I rise in support of my amendment to H.R. 1635, the Empowering Students Through Enhanced Financial Counseling Act. This amendment would ensure that student borrowers who are considering whether to transfer to another academic institution are provided with the guidance necessary to make fully-informed decisions related to their student loan debt and academic credit transfers.
Currently, students who take out federal loans to finance their education are limited to borrowing up to a certain aggregate amount, with the precise amount depending on the type of loan they have, their financial status, and whether they are enrolled in an undergraduate or graduate program.
My amendment would ensure that a student borrower who wishes to transfer to another institution is provided with a clear and concise explanation that the loans he or she has received up to that point will count towards their aggregate loan limit, regardless of whether all the course credits they have completed are accepted by the school they seek to transfer to.
Students will benefit from learning this important information because it will help them more effectively plan their educational and financial future.
Students who know the facts before they transfer will be in a better position to decide whether transferring is in fact the right decision for them.

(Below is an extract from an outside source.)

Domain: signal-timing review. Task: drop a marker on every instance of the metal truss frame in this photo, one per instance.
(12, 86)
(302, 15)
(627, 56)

Those students who do decide to transfer will be more likely to carefully research all their transfer options, and they will likely give preference to those schools that will accept the credits they earned at their current school and that otherwise provide students with a smooth and seamless transition process. Fewer students will be in the position of having transferred—only to find out that very few of the credits they worked so hard to earn, and paid for, will count towards their degree.
I believe my amendment will be particularly helpful to students who are enrolled in community or state colleges and are seeking to transfer to a four-year program.
Many students who live in my central Florida district are in precisely this position. Notably, the University of Central Florida—which I am proud to represent—has established a strong transfer program in partnership with six state and community colleges throughout Florida, including Valencia College and Seminole State College in my district.
The program is called “DirectConnect to UCF.” In general, it guarantees students admission if they have earned an associate degree from a partner college, and the credits earned by the student at the partner college typically transfer to UCF. This is exactly the sort of transfer program that my amendment will encourage students to utilize.
Collectively, Americans owe a crushing $1.4 trillion dollars in student debt. As someone who is still paying off her own student loans, I know there is far more we can and should do to ensure that students are not saddled with excessive debt and are prepared to succeed after graduation. Nevertheless, I am encouraged that we are taking a step in the right direction today by considering this important legislation. By increasing transparency in the student loan process as it relates to credit transfers, we will provide our students with the information they need to make the best educational and financial decisions for themselves.
I thank the Rules Committee for allowing the House to consider this amendment, and I respectfully ask my colleagues on both sides of the aisle to support it.